Yeah. But remember that part of the DOJ vs. Penguin/Simon & Schuster antitrust lawsuit where publishing execs admitted that P&Ls were pulled directly out of editors asses? A P&L is a document that will be made up for a potentially acquired book, where the editors will guess how much money the book will make based on some data. Acquisitions boards will look at this data when making the decision about whether or not to acquire a book. Some of the data in these P&Ls is very much real—like estimates of how much it will cost to print the book. Other stuff I find a bit more suspect, like trying to estimate sales based on comps. That’s like saying “because this high school senior is the same weight and height as LaBron James, we estimate he will score the same number of points.” Sometimes a person can’t be boiled down into a statistic. Sometimes people who don’t look like they’re going to be LaBron James turn out to be LaBron James. Also? As far as I know and please correct me if I’m wrong in the comments, P&Ls are made by editors not—as I once naively thought—data scientists. Not dunking on editors (no pun intended?)—the thing I’m dunking on is making life-altering decisions based on shoddy data. At least my shoddy data isn’t going to make or break someone’s career lol. And we know that acquisitions boards have turned down books that went on to sell millions of copies. (What I would like to know is if the method of calculating P&Ls is actually adjusted based on previous P&L success or failure. Apparently they are very secretive about how they are calculated.) [the post I am doing next week is looking at author advances and how well those authors actually ended up selling—sort of a crude measure of “how well did the publishing company do at predicting if this book will be a hit.”]

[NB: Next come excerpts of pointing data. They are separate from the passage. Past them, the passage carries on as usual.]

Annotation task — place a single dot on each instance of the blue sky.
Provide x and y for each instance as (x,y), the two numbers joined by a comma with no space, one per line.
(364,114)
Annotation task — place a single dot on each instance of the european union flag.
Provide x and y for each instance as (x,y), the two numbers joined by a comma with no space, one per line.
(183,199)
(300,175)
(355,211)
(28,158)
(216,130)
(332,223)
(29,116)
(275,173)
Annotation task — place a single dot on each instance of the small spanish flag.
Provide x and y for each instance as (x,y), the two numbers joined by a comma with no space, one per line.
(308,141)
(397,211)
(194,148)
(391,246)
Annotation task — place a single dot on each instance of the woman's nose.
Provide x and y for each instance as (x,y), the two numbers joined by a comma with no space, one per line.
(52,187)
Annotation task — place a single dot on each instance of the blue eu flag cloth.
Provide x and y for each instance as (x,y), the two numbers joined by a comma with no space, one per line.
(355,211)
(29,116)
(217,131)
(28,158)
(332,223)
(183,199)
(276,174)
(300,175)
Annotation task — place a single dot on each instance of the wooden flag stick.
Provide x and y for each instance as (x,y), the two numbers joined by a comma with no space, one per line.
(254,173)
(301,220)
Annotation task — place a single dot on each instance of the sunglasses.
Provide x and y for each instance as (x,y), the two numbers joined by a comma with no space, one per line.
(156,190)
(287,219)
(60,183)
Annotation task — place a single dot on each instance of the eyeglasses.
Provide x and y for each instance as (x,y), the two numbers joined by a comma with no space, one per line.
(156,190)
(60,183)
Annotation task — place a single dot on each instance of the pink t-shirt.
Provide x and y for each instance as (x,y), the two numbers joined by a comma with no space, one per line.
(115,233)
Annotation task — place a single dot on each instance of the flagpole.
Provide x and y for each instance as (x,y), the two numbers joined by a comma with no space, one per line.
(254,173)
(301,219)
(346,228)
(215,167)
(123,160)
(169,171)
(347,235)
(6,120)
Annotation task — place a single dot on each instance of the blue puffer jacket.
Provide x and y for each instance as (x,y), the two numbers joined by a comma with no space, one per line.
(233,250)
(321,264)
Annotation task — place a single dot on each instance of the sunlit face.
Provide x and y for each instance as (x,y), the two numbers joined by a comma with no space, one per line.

If I wanted to do this study for real, I would probably take authors publishing in the same year and include the following variables: age of author, gender, advance size (as a stand-in for marketing budget), genre, age category, if it’s a debut or not, number of previous books published, if it’s in a series, and follower count for Facebook, Instagram, X Twitter, TikTok, and Goodreads, with all those predicting sales for the first year. It might be the case that social media only drives sales for women authors in romance or something, or that there is no relationship for some platforms, but is for others. (Am I going to do this study for real? No. It would be a lot of work. But I’m happy to do other similar quick and dirty convenient data analysis when the data are available.)
An alternative hypothesis…
What if social media followings don’t drive sales, but sales drive social media followings [if the author chooses to be on social media]? This strikes me as eminently reasonable. People read Colleen Hoover, loved that first book, then chose to follow her. If I follow CoHo, I will be alerted when her next book is coming out, and maybe I will buy that. So social media could help there… but what if I was going to find out about her book anyway?
So if you are an author looking for an excuse to get out of stressing about social media, I’ve given you one. Sadly, it seems as if the trend is towards the even more intensive (in terms of labor) platforms. Twitter was pretty easy because it was just about shooting off a sentence now and then. (I actually liked it before it became a cesspool.) Instagram requires you to be reasonably good at photography and/or photo editing, to plan out posts, to arrange things such that they are physically attractive. I find it kind of exhausting because I’m a writer—I’m not good at visual aesthetics. But TikTok is the Thing that everyone is talking about, but video content is significantly more labor to create, and people keep chasing virality as if it is something that could be tamed. But instead of asking the question “how can I create TikTok virality in order to sell books?” why aren’t we asking the question “what is it about Colleen Hoover or Song of Achilles that makes them go viral?”
Thumbnail icon by Alexander Shatov on Unsplash
This is brilliant, as always! I'm looking forward to linking this in future posts about social media and the author's life.
Yeah I wonder if using a polynomial for the effect of followers on sales makes sense? To say that below a certain level the impact is low but after it grows?